The city of Woodbury saw a jump in curb stop repairs during the winter of 2011, and a couple more in 2012.
For some residents, it was a surprising expense of up to $6,500 to fix a broken curb stop that's part of their water service line and something they didn't even realize they had.
The issue became a concern for homeowners as well as City Council because there is no clear understanding of whose responsibility it is to fix.
City Council discussed curb stops once again at a workshop meeting Wednesday, and came up with a new way to finance repair costs.
A curb stop is a valve in the residential water service line that's meant to turn the water off and on to a single home without affecting others.
The location of the valve is between the water main and the house, varying from home to home.
Except for townhome developments, each single family house should have its own curb stop.
Curb stops, along with the water service line to a residence, are located six to 10 feet underground, which means when they break during the winter, it costs more to dig through frost, according to city staff.
There is a vertical pipe attached to the curb stop that's set at ground level and allows operation of the curb stop.
The current city code leaves homeowners responsible for any leaks and repairs done between the main water lines to the house, including curb stops.
In the case of a leak, contamination may occur in the rest of the public water supply.
Although no official vote was taken, City Council decided to add a financing option to the current ordinance.
"I just think that's a lot to ask of people," Council Member Amy Scoggins said of the costs to repair curb stops, adding that the word "delinquent" shouldn't be applied in this case when residents don't pay the bill.
A repayment plan of up to 10 years with interest and a fee schedule would be established if homeowners chose that route, according to the new option.
Along with amending the policy, city staff plans to publish information regarding insurance plans that homeowners can purchase to protect their curb stops.
Council members said they didn't think it was feasible for the city to take on all repair costs done on curb stops.
Council Member Julie Ohs said people should expect things to break every now and then in older homes.
Council Member Paul Rebholz said it should be clear to homeowners from the get-go that curb stops are part of the home during construction.

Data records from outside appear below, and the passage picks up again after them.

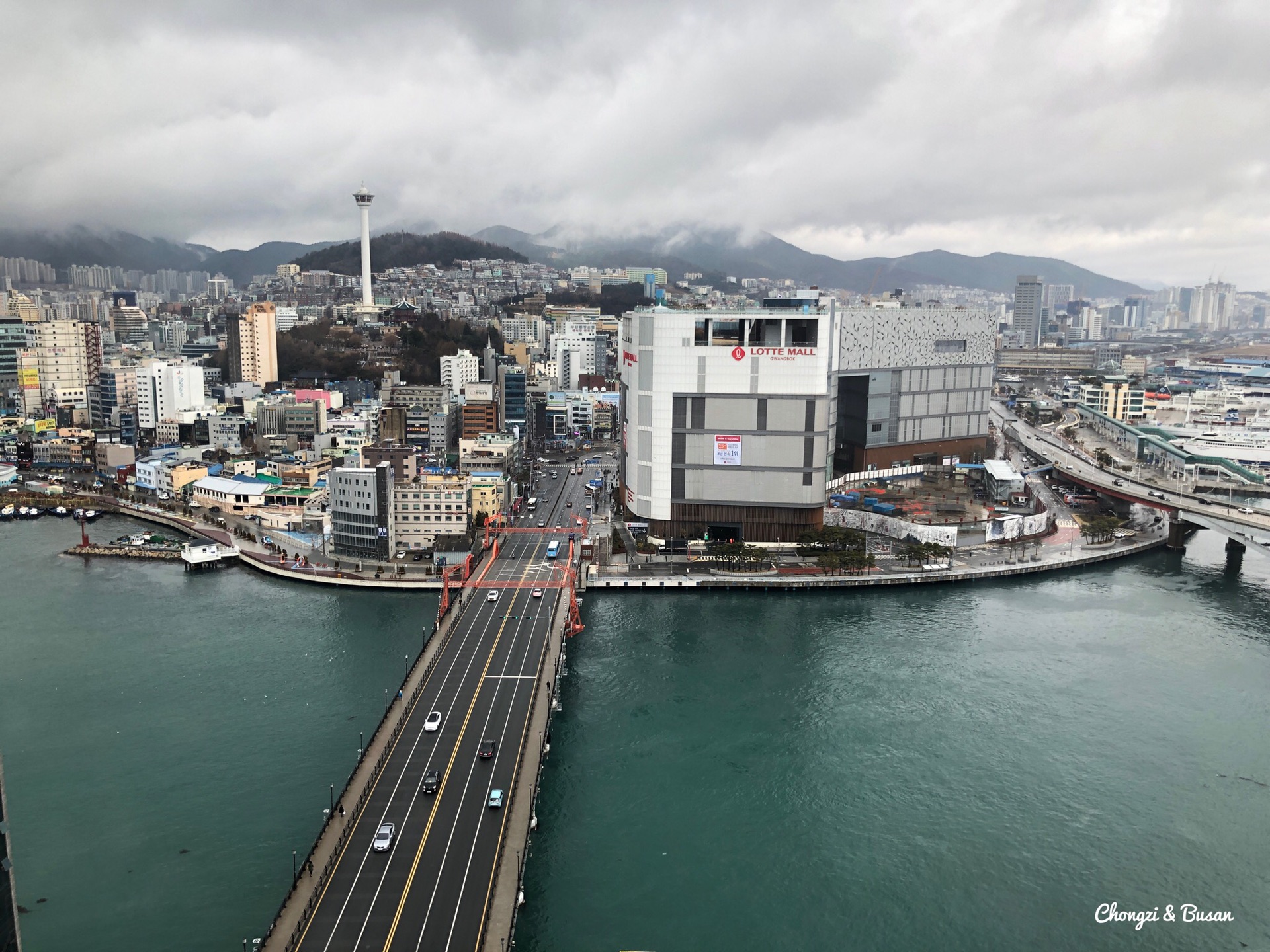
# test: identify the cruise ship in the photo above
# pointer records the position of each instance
(1241, 446)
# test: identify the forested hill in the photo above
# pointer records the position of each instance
(403, 249)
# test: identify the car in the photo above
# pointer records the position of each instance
(384, 838)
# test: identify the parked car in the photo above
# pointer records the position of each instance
(384, 838)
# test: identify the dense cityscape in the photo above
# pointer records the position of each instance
(634, 477)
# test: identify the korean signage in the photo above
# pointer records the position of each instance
(727, 450)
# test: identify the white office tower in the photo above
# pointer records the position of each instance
(577, 349)
(459, 370)
(165, 390)
(364, 200)
(1029, 291)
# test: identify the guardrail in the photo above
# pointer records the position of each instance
(556, 621)
(403, 714)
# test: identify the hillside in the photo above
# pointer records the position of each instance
(403, 249)
(723, 253)
(121, 249)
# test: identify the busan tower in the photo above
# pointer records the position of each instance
(364, 200)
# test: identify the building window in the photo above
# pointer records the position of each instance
(724, 333)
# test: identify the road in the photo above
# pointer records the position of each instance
(1046, 444)
(432, 890)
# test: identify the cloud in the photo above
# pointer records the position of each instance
(1126, 135)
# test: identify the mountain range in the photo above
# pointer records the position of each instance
(722, 253)
(714, 253)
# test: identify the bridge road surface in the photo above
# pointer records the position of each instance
(432, 889)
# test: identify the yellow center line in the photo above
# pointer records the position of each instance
(436, 804)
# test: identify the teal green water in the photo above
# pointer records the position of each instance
(972, 768)
(954, 768)
(145, 711)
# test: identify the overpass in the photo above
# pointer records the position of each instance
(1183, 508)
(450, 881)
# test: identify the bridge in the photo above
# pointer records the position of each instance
(451, 879)
(1184, 509)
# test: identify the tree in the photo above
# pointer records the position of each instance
(1100, 528)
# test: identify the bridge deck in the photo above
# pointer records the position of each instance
(433, 889)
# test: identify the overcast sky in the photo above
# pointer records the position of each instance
(1128, 136)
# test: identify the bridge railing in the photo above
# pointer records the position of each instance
(367, 783)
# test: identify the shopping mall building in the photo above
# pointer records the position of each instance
(732, 420)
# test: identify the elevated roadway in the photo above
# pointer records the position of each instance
(433, 889)
(1201, 510)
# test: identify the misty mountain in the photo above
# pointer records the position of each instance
(120, 249)
(404, 249)
(723, 253)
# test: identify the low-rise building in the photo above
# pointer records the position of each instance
(427, 507)
(229, 495)
(1115, 397)
(491, 452)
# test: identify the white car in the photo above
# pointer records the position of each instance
(384, 838)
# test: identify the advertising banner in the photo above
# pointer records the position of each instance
(727, 450)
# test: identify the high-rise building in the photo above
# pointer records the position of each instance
(1057, 298)
(252, 346)
(130, 323)
(1029, 294)
(459, 370)
(513, 405)
(116, 389)
(66, 357)
(577, 350)
(165, 390)
(361, 510)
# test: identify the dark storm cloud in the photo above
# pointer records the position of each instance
(1128, 135)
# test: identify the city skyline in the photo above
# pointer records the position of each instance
(882, 132)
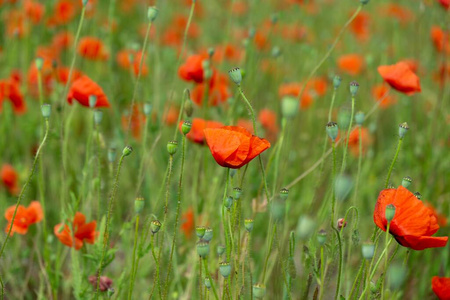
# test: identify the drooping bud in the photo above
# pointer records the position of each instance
(127, 150)
(390, 212)
(172, 147)
(332, 130)
(139, 205)
(248, 224)
(46, 110)
(225, 269)
(354, 88)
(236, 75)
(155, 226)
(406, 181)
(403, 129)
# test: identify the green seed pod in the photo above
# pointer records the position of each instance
(235, 75)
(225, 269)
(402, 130)
(332, 130)
(155, 226)
(259, 290)
(139, 205)
(248, 224)
(289, 107)
(354, 86)
(127, 150)
(186, 127)
(46, 110)
(208, 234)
(200, 231)
(390, 212)
(368, 250)
(172, 147)
(202, 248)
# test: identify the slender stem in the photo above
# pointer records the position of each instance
(386, 183)
(133, 262)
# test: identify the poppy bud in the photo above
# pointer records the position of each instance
(138, 205)
(186, 127)
(322, 237)
(289, 107)
(225, 269)
(332, 130)
(172, 147)
(202, 248)
(228, 202)
(236, 75)
(248, 224)
(220, 249)
(341, 223)
(406, 181)
(336, 81)
(39, 61)
(208, 234)
(155, 226)
(92, 101)
(200, 231)
(147, 108)
(237, 192)
(46, 110)
(152, 13)
(111, 154)
(354, 88)
(98, 116)
(368, 250)
(207, 283)
(284, 193)
(403, 129)
(127, 150)
(276, 51)
(359, 118)
(259, 290)
(390, 212)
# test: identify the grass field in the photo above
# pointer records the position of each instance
(239, 149)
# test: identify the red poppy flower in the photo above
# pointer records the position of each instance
(197, 134)
(9, 178)
(84, 87)
(188, 223)
(413, 224)
(84, 232)
(9, 89)
(401, 78)
(441, 287)
(25, 216)
(233, 146)
(351, 64)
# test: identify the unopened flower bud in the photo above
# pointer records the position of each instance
(368, 250)
(354, 88)
(225, 269)
(152, 13)
(46, 110)
(139, 205)
(390, 212)
(127, 150)
(186, 127)
(235, 75)
(155, 226)
(403, 129)
(172, 147)
(248, 224)
(332, 130)
(406, 181)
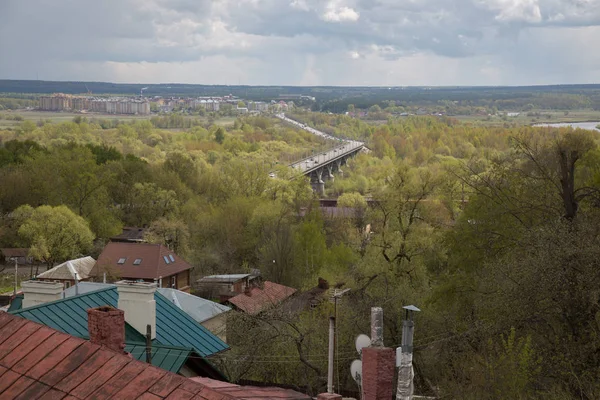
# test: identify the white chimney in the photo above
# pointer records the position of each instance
(136, 299)
(40, 292)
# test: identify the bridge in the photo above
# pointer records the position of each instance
(321, 166)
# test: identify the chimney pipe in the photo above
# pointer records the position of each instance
(106, 327)
(376, 327)
(136, 299)
(378, 362)
(40, 292)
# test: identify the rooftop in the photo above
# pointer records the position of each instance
(130, 234)
(173, 326)
(67, 270)
(198, 308)
(140, 261)
(230, 278)
(38, 362)
(259, 299)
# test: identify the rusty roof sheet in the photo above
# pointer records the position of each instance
(37, 362)
(259, 299)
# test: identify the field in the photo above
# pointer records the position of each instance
(533, 117)
(57, 117)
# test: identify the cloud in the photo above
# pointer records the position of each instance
(336, 12)
(329, 42)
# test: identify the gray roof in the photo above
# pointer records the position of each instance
(76, 269)
(196, 307)
(85, 287)
(231, 278)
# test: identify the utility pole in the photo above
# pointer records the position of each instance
(16, 274)
(148, 344)
(330, 358)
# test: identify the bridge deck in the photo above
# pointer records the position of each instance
(319, 160)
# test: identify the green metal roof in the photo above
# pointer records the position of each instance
(169, 358)
(173, 326)
(16, 303)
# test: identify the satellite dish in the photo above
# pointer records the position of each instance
(356, 371)
(361, 341)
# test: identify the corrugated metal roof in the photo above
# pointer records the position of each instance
(169, 358)
(224, 278)
(173, 326)
(86, 287)
(82, 266)
(259, 299)
(198, 308)
(70, 315)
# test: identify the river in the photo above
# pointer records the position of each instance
(582, 125)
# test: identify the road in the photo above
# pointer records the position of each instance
(313, 162)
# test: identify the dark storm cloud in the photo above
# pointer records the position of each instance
(298, 41)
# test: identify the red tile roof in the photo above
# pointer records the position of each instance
(259, 299)
(37, 362)
(152, 265)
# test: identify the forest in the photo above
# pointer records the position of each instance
(493, 232)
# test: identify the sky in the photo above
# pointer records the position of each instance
(303, 42)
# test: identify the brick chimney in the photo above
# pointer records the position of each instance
(40, 292)
(136, 299)
(106, 327)
(378, 363)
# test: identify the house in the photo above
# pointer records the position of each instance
(307, 300)
(209, 314)
(226, 286)
(257, 299)
(21, 255)
(130, 234)
(170, 327)
(70, 272)
(38, 362)
(143, 261)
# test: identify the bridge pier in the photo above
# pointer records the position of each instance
(330, 172)
(338, 165)
(316, 181)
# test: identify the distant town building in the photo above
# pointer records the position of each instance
(65, 102)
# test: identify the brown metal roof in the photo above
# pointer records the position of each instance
(37, 362)
(151, 266)
(260, 299)
(15, 252)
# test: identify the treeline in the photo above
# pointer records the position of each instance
(13, 103)
(492, 232)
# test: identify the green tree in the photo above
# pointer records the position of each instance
(220, 135)
(54, 234)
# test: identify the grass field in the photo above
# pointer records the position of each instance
(57, 117)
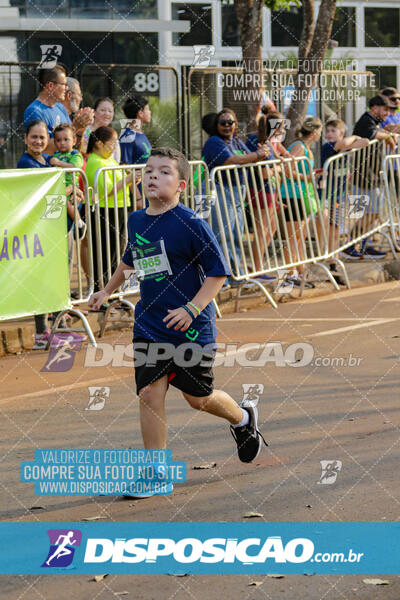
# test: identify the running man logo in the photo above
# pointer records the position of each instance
(357, 206)
(132, 279)
(203, 205)
(202, 55)
(54, 206)
(50, 55)
(330, 471)
(63, 543)
(252, 392)
(97, 397)
(62, 359)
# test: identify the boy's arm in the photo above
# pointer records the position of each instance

He said in future developments, instead of assessing the costs of curb stops on a one-third homeowner, two-thirds city basis, the homeowner would pay 100 percent of their installation.
"That's the nature of how this stuff works," Rebholz said, adding that way "there is some purchasing power."
Staff said if the city were to take on responsibility of every curb stop that breaks, it would add up to at least $35,000 a year.
Additionally, the city would have to raise water rates for all residents.
As the city ages, those costs will keep rising, Public Works Director David Jessup said.
"Sooner or later, these are all going to fail," he said. "While today we're seeing a small number, some day we won't see small numbers."